At the beginning it was just us.. all those evenings we would just choose between cooking a nice dinner at home, cozy under a blanket with a cup of tea in our hand and watch a movie or going out and take a walk under the stars, go to a nice restaurant . All those weekends we would decide at the last minute if we wanted to go to the beach or the mountains, take a trip or just sleep in.. those holidays when we could book just the plane tickets, bring a backpack and go on an adventure and sometimes go out in the morning only to come back at night, all day long wandering and walking non stop.
And then it seems that all of a sudden we have 3 children!! We joke about how on earth we can already have 3! Anyway, Life has changed just a little bit… we are still cooking nice dinners at home but they taste extra good when eaten all together, especially when I see those tiny mouths stuffed with food, even more when they say “Mommy it’s delicious!”; always enjoying a hot drink (or sometimes wine!) after they have fallen asleep, still watching tv but it’s been ages since we got through a whole movie, as we are too tired, but it’s so endearing to check up on them and seeing them all snuggled up in their beds, peacefully dreaming .Weekends and holidays are the best as we get to spend a lot of time together as a family, they can get really busy with going to the park, riding bikes and scooters, reading books, singing songs, dancing, painting, building, going to the beach, walks, museums, birthday parties.. busy feet running around.. carrying big bags of toys, backpacks full of tiny clothes and bottles and snacks to share with friends.

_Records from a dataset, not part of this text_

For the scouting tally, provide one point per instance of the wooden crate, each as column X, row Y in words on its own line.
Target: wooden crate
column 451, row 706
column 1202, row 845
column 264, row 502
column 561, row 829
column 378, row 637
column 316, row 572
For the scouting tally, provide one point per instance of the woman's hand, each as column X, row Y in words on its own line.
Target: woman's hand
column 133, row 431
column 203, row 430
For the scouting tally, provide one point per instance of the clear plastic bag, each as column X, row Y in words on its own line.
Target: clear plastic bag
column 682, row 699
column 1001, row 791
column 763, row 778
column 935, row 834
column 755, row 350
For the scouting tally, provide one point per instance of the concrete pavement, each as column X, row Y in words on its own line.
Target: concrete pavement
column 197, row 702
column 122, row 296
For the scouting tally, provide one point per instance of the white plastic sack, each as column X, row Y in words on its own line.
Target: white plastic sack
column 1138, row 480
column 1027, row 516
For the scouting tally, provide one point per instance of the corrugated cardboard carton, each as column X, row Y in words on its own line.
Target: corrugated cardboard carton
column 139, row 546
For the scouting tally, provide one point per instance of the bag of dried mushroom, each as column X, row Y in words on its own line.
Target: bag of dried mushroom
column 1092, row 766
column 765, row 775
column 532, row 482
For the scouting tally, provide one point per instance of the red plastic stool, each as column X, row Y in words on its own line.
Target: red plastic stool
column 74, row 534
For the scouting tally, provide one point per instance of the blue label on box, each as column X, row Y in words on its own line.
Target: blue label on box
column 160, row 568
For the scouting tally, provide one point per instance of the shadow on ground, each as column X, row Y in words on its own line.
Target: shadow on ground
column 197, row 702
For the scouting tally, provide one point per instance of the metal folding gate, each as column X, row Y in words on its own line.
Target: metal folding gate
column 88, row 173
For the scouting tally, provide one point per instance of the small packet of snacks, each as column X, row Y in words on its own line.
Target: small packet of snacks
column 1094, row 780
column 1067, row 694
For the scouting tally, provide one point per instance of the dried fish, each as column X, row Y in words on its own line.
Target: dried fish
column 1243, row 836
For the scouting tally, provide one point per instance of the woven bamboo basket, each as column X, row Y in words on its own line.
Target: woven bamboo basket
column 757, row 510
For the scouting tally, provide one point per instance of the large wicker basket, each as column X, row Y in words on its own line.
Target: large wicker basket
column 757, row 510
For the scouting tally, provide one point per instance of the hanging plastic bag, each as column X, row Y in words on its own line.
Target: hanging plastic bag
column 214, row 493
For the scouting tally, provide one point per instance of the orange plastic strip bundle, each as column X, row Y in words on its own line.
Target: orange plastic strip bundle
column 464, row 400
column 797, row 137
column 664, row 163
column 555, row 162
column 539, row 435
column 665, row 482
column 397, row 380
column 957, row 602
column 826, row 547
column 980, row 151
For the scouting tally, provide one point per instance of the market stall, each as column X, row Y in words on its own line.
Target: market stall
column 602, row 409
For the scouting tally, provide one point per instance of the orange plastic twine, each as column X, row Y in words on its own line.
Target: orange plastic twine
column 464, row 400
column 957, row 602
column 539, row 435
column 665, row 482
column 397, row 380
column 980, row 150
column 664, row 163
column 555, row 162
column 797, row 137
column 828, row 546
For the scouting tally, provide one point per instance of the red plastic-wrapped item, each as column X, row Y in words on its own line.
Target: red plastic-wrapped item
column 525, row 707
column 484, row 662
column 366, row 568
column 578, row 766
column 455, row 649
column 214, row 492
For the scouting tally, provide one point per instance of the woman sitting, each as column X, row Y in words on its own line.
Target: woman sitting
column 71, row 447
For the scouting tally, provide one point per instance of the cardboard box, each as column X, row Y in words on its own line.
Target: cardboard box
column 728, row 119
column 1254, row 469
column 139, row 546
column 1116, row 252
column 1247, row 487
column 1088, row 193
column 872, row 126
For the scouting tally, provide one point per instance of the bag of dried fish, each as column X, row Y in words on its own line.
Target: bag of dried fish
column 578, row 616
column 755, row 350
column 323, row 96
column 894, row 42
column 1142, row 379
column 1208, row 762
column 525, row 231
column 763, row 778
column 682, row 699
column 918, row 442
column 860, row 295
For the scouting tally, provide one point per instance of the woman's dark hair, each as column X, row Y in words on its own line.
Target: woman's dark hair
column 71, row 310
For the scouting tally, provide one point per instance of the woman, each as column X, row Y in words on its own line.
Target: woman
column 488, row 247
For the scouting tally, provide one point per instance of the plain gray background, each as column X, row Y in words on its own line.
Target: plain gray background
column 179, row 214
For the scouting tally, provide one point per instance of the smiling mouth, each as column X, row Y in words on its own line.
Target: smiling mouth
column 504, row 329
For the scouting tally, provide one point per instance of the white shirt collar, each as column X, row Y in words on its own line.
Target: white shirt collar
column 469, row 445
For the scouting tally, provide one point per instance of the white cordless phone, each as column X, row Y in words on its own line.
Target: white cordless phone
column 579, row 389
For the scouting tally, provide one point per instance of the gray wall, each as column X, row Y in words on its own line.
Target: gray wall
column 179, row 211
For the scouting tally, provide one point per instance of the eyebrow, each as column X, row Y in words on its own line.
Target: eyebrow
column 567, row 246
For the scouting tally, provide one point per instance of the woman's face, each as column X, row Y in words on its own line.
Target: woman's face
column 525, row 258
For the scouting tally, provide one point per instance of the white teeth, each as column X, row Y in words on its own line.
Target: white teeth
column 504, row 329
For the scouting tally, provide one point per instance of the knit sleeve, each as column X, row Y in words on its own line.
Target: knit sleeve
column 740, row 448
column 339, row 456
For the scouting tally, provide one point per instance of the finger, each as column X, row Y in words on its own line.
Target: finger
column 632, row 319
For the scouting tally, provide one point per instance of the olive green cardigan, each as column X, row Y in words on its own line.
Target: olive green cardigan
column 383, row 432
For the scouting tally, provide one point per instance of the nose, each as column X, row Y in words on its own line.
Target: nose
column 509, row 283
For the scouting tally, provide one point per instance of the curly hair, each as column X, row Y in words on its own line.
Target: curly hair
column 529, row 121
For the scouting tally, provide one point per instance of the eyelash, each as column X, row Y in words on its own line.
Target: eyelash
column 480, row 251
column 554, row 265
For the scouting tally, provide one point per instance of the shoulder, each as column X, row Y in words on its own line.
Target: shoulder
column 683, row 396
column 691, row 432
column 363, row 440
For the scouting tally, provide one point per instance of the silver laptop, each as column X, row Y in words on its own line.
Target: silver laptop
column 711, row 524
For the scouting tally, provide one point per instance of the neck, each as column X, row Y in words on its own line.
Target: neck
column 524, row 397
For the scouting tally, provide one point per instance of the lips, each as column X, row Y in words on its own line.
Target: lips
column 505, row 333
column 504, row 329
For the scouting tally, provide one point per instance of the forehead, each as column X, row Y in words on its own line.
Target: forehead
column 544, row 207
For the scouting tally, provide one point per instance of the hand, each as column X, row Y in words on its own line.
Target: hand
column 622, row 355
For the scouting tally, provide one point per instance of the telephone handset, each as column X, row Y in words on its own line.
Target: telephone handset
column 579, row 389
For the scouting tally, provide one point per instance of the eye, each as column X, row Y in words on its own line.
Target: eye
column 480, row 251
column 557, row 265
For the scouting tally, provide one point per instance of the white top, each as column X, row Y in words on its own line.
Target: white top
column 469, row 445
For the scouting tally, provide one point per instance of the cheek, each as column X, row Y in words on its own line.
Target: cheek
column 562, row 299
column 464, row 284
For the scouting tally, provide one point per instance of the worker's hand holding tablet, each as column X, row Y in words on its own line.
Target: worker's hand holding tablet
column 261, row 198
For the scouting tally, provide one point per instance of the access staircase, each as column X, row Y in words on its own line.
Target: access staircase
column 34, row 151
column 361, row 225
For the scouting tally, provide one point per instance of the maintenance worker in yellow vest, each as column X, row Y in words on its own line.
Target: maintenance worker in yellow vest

And we navigate this life ,in our constant jet lagged state after all those sleepless nights, always enjoying seeing them being children, sometimes trying new experiences and sometimes just going to that very same park they love.
And sometimes I look into those big innocent eyes that stare back into mine asking for encouragement and I see that all of this is SO worth it. Because our house might be messy but it’s cozy, our car is full of crumbles but it has taken us to so many adventures, they are loud and sometimes I feel my head is going to explode, but all that noise makes me happy. Our life might be chaotic but it’s perfect just the way it is. And I realise that these three sweet little people have given me more than I could ever imagine and they are teaching me so much every day, but the best gift of all, they bring me back to my memories and I feel again like that little girl who used to jump into puddles or playing in the bathtub or just reading books and taking it easy.. soaking all in.. they are just always so optimistic and positive, so joyful and trusting, they only know the good in this world. And I just want them to stay like this as long as possible and encourage them to keep seeing the beauty in this big, wonderful world.